Having considered the proof, I find myself obliged to answer both questions in the negative. It is impossible, I think, to hold that necessarily, or even prima facie, the sale of beer in bottles embossed with the complainers' name involved a representation that the beer was bottled by the complainers any more that it involved a representation that the beer was brewed by them or that the bottles were made by them. Prima facie, embossment of the name would seem only to indicate that the complainers were owners of the bottles. And the evidence, if we are to appeal to the evidence, goes to show that in point of fact such was the main and primary object of the embossment—the object in view really being to secure the property of the bottles, and to facilitate their recovery when they became empty.
It therefore requires to be shown affirmatively that the understanding of the public, or at all events the understanding of the trade is, and in December 1902 was, that in the business of bottling the bottler is always the owner of the bottles used by him, and that such a thing as, for instance, the hiring of bottles, or the more or less promiscuous exchange of bottles, is a thing unknown. All this, I say, requires to be proved. And that being so, it is perhaps enough to say that the complainers' proof appears to me to be insufficient. The evidence which they adduced did not, I must say, strike me as, at the best, very convincing. But it involved besides several difficulties which I think serious. In the first place, it seems clear that prior to the institution of the bottle exchange in March 1902 there was a practically promiscuous usage by traders of the bottles of other traders. It further, I think, appears that from that date to the date of the acts complained of less than a year had elapsed, a period I think hardly sufficient for any contrary usage to be recognised by the trade and the public. And then, lastly, I cannot overlook that, even in the complainers' own practice—their practice down to the present time—there has been such an amount of looseness as to make it really impossible to affirm that their embossed bottles once put into the market may not quite in ordinary course pass by exchange into the possession and use, if not into the ownership, of persons like the respondent, persons taking such bottles in exchange for their own bottles and proceeding to use them.
On the whole, therefore, I am of opinion that the complainers have failed to prove that the respondent's use of their bottles deceived the trade or the public, or was in the circumstances fitted to deceive the trade or the public. The result is that I must refuse the suspension, with expenses.’
The complainers reclaimed, and argued—The complainers were entitled to interdict even if the respondent was using their name innocently without any intention to take advantage of it— Millington v. Fox, 1838, 3 Mylne and Craig, 338. The respondent's use of the complainers' bottles was calculated to deceive purchasers— Reddaway v.
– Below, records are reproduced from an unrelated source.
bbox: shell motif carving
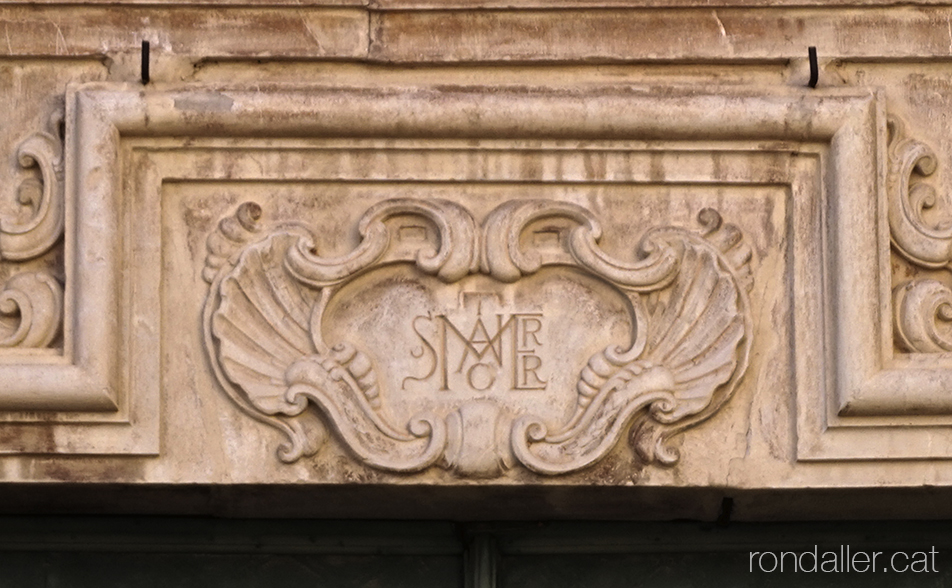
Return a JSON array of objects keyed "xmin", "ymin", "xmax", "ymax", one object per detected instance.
[{"xmin": 203, "ymin": 199, "xmax": 753, "ymax": 477}]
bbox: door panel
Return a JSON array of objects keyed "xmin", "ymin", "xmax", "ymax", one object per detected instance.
[{"xmin": 2, "ymin": 518, "xmax": 952, "ymax": 587}]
Banham, L.R. (1896), App. Cas. 199. The respondent's actings were contrary to the Merchandise Marks Act 1887 (50 and 51 Vict. c. 28), secs. 2 and 5 (1) ( c), (2) and (3).
Counsel for the respondent were not called on.
Page: 346↓
The Court adhered.
Counsel for the Complainers and Reclaimers— Campbell, K.C.— A. A. Fraser. Agent— George Arnott Eadie, S.S.C.
Counsel for the Respondent— C. D. Murray— J. H. Henderson. Agents— Kelly. Paterson, & Co., S.S.C.